An interviewer once asked me to describe my "style" when it came to writing.  And I'm often asked about the "messages" I try to convey to readers.  This  might sound strange, but I think it's my job to make you, the reader, uncomfortable.  Whether it's the issue of domestic violence, rape, child molestation, drug addiction, I've been driven as a writer to depict those images, as uncomfortable as they are to write, in ways that forces the reader to pay attention, not because I get off on the shock factor, or the drama, but because these things are a part of life, real life.

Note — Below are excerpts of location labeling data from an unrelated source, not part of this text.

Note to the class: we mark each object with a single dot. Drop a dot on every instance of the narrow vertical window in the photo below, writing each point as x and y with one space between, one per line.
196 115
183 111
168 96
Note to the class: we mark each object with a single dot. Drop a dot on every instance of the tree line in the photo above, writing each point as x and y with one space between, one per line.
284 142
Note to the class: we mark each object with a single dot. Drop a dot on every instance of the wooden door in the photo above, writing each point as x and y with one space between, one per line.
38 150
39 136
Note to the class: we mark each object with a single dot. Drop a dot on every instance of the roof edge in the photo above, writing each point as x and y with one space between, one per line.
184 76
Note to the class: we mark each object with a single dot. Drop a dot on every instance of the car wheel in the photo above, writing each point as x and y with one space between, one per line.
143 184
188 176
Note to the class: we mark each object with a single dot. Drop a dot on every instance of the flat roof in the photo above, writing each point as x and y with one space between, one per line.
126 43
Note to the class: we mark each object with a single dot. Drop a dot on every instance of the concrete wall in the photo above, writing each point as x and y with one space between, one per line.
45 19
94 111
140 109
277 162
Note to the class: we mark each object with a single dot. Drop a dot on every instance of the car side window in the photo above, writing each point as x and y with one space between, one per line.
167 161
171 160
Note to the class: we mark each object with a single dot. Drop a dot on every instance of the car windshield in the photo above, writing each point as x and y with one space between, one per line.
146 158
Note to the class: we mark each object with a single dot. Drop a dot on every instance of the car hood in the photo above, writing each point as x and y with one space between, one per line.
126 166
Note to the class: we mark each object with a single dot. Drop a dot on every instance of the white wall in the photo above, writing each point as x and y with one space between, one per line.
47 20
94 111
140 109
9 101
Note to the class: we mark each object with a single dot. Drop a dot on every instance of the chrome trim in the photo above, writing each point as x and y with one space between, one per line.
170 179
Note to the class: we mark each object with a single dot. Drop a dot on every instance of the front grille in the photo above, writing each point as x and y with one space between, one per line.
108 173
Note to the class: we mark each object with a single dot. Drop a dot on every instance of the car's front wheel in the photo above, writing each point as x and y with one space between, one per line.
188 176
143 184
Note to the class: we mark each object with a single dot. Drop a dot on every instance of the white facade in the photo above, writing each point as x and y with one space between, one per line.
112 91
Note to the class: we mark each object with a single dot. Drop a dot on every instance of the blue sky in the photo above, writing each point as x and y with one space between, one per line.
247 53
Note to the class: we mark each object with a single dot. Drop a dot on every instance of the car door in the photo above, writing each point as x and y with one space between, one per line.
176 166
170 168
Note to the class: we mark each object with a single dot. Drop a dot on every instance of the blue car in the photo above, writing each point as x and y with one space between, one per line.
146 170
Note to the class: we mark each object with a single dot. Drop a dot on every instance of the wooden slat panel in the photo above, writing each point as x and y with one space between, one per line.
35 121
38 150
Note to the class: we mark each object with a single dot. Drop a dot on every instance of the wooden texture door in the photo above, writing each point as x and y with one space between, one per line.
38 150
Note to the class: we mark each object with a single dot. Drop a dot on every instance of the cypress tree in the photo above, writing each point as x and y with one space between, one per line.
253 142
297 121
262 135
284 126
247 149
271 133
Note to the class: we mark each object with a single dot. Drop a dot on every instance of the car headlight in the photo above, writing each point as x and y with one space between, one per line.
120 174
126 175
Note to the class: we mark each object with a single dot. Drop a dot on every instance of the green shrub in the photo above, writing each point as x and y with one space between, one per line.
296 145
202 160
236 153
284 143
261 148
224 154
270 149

So,iIt's one thing to write these types of books, but it's another to create situations in which readers also have to look at a scene from a different perspective, one that they might never have considered before.  In my first novel, "And On The Eighth Day She Rested", not only were readers privy to Ruth's plight as an abused woman, but they also got to see inside her abuser's head, as well.  You probably didn't empathize with Eric, but you were at least given insight into what drove him to do the things he did. 

In "Don't Want No Sugar" readers were introduced to the irrational thought processes of the crazy mid-wife, Roberta, and were given insight to the situations in that woman's life that helped form the foundation of the woman she ultimately became. 

In "That Devil's No Friend of Mine", I gave you a chance to experience the temptation and heartache of a recovering heroine addict in Rayne, and even shared her experience with you of what it was like for her to "fall off the wagon" and lose herself again in those old habits.

Beautiful, Dirty, Rich, my next book, follows suit to my pervious books, in that the story isn't always pretty, and you will be faced with attitudes and personalities that make you uncomfortable.  A teenage girl is convicted of murder and is forced to survive twenty-five years in a federal prison.   How does she manage to do it?  A former law enforcement officer is finally exposed for heinous crimes committed against humanity.   A court official has been hiding a terrible secret, until the truth finally catches up with him.  And a woman who is a prisoner of her memories, is tortured by one memory that she refuses to believe to be true.

 The only messages I ever try to convey in any of my books is to ask that you open your mind and your hearts, and really consider an idea or opinion or a choice, or even a lifestyle aside from your own.  So, in answer to the question "What is my writing style?", I'd have to say, confrontational and not necessarily pretty, but always, real.

Finally, on a happier note:  I really am an optimistic, well adjusted, and positive individual.